BCCWJ uses relative frequency, so 2938 = 2938th most common word


Observations

I tested it for my test deck, and there were 935 frequencies found in the BCCWJ corpus, while there were 1045 in the InnocentCorpus:

I also applied this to my main deck already, no issues as far as I can see (1174 frequencies total, while I have 1340 from the InnocentCorpus).

In Anki we can see that the most common words are mostly correlated between the corpuses, though there are some differences:
(note that InnocentCorpus frequency is absolute, so bigger = more frequent, while BCCWJ = nth most common word)


most common in BCCWJ:

It would be interesting to see the largest differences between the corpuses. For that we could convert InnocentCorpus into relative frequency, then sort by largest difference to BCCWJ (via javascript).


Oddities
There are a few odd things about the BCCWJ corpus:

  • Some common words are not in the corpus:
    • 見知らぬ (InnocentCorpus 5147, “common” on jisho.org), not in any form given on jisho.org
    • 真に受ける (InnocentCorpus 829)
  • Some common words are only given in a less common form according to jisho.org:
    • 日付 (N3, InnocentCorpus 4096, “common” on jisho.org) → 日付け (4613)
    • 見つかる (N4, also not in InnocentCorpus), → 見付かる (1117)
    • お供 (N1, InnocentCorpus 3418) → 御供 (13786)
    • etc etc
    • jisho.org may not be accurate as to which form is the most common, but it’s still odd it’s different to this corpus. Maybe InnocentCorpus has taken the same forms as jisho.org
  • some relatively common words have a high rank:
    • 有様 is rank 536048 (least common / highest rank in the corpus), N1+common on jisho.org, occurs 9276 times in InnocentCorpus
    • 白状 is rank 160807, occurs 4611 times in InnocentCorpus
    • 人性 is rank 135068, and a WK level 14 word. It doesn’t seem like the 135068th most common word. (Though frequency 77 in InnocentCorpus)
    • etc

So, if at any point you have another corpus to recommend, feel free to tell me (=

Though to me it seems like combining InnocentCorpus and BCCWJ in my Anki cards is a nice way to catch these outliers for now, to get a better picture, and to try to learn the most common words from both corpuses.

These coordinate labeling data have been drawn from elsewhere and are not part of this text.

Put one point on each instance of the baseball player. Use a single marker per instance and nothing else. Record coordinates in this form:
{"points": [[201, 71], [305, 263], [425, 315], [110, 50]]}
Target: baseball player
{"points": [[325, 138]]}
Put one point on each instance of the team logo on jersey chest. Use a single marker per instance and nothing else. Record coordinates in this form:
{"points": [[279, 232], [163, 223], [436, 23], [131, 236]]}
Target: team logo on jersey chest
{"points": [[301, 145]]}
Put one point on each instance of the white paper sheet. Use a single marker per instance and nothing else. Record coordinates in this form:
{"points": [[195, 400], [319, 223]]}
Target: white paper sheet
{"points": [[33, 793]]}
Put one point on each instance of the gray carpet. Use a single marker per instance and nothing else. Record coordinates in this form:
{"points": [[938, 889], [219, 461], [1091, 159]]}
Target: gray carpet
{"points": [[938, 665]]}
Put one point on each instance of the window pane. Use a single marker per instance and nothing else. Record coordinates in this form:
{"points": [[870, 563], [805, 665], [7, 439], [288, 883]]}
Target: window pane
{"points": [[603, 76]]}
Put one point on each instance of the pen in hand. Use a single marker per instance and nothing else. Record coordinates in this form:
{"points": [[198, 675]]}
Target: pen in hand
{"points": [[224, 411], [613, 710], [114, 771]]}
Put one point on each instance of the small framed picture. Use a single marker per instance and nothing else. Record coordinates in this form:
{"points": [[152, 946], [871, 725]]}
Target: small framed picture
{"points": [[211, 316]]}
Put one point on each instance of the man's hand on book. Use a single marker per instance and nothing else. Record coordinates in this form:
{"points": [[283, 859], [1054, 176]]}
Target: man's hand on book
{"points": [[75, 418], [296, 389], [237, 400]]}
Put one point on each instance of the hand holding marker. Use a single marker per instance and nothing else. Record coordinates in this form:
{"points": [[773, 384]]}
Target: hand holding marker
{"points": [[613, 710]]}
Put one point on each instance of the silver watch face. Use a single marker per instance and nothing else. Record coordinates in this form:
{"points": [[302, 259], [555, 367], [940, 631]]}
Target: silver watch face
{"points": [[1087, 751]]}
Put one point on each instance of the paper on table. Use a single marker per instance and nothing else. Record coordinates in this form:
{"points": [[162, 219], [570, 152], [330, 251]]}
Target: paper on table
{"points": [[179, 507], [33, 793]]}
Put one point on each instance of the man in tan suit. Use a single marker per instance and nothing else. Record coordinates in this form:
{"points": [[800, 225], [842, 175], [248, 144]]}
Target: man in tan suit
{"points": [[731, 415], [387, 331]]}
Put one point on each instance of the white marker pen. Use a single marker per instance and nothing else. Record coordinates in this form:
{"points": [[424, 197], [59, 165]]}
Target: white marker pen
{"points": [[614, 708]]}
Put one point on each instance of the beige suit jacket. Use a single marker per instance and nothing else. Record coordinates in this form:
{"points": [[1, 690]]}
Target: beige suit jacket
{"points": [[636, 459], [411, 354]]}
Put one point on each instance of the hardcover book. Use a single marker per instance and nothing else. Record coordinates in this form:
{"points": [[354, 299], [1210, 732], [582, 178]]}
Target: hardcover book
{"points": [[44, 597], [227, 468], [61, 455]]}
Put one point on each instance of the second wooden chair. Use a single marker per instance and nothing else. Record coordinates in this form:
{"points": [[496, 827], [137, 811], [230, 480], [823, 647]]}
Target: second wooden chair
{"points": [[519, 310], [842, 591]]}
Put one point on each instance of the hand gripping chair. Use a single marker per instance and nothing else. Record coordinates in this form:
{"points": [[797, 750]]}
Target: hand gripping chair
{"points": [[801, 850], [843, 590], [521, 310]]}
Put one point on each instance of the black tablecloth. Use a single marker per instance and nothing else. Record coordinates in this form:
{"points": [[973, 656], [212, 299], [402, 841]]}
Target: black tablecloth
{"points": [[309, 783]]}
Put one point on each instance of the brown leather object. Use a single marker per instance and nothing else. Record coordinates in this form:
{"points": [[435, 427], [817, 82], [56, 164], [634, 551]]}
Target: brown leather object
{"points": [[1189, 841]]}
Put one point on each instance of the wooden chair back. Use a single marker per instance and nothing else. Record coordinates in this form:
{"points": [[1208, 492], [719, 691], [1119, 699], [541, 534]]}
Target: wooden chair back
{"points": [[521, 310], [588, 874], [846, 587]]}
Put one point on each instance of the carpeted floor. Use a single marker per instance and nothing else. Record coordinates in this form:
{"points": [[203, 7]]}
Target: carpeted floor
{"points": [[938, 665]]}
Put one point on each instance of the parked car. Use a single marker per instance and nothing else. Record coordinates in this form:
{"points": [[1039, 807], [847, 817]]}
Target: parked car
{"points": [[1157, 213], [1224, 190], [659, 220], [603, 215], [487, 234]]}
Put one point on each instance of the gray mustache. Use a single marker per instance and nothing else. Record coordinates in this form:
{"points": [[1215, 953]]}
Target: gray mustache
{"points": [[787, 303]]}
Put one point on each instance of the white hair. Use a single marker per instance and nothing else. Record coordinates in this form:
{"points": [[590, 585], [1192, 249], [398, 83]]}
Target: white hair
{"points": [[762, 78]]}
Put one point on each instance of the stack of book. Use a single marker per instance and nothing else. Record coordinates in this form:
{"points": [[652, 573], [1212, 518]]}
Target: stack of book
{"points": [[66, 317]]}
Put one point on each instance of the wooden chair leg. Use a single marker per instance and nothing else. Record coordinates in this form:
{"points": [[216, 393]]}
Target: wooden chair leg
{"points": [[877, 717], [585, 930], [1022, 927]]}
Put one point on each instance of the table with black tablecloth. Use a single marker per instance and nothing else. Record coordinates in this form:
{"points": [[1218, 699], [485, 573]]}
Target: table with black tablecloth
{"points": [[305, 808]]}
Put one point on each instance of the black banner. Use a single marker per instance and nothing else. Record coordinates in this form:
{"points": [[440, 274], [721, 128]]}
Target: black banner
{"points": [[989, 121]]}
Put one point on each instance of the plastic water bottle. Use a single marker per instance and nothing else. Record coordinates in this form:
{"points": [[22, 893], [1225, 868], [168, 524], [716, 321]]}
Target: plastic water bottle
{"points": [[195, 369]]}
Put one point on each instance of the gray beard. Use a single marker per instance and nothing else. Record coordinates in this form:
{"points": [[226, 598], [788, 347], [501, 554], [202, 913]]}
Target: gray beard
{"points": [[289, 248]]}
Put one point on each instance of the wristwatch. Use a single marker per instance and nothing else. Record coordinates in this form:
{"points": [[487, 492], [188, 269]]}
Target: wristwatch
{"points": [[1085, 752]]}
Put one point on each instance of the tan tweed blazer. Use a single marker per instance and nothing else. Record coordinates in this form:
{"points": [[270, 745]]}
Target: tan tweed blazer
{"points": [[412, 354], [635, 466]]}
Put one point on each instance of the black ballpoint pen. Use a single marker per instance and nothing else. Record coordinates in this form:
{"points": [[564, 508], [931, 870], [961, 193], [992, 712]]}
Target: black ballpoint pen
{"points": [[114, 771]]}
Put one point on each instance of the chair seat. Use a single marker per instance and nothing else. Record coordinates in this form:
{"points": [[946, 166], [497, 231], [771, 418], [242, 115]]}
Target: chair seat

Technical note: I’d like to unify the code and html for both corpuses, but I didn’t want the user to need to download both corpuses (BCCWJ is 5MB zipped, Innocent 1.7MB), and on the fly loading seemed like a bit of a hassle, probably need to require when the user clicks a radio box or something?

edit: the main code (frequencyInserter.js) is now unified.

2 Likes

I love it, thank you!

1 Like

Great, happy that you like it! :slight_smile:
I have to say I’m growing to like the BCCWJ frequencies quite a lot! It’s nice to see “xth most common word”. Even when it has some too high or missing frequencies compared to InnocentCorpus.

I just added hiragana to katakana conversion and vice versa (using wanakana) in v1.2.4 to try to find more frequencies. It found 4 (BCCWJ) or 5 (InnocentCorpus) more frequencies for me. E.g. BCCWJ has にこにこ but not ニコニコ, and vice versa with InnocentCorpus.

image

Also, there’s a new frequency search field near the bottom.
image

2 Likes

@Kumirei I added an option to look up the frequency from the Reading field, if no frequency was found. This finds a few more valid frequencies like for といった (と言った wasn’t found).

There’s just one catch: This might in a few cases give a slightly misleading frequency, e.g. for 盗る, which is a rather uncommon way to write 取る, and has a nuance of stealing. とる is the 2396th most common word in BCCWJ, but putting that on 盗る is a bit misleading.


(InnocentCorpus finds 40 new frequencies for me)

This is now available as a new option (checkbox), but disabled by default for now.

(you can also change the name of the reading field searched for with e.g. ankiInserter.ankiReadingFieldName = 'reading' in the console)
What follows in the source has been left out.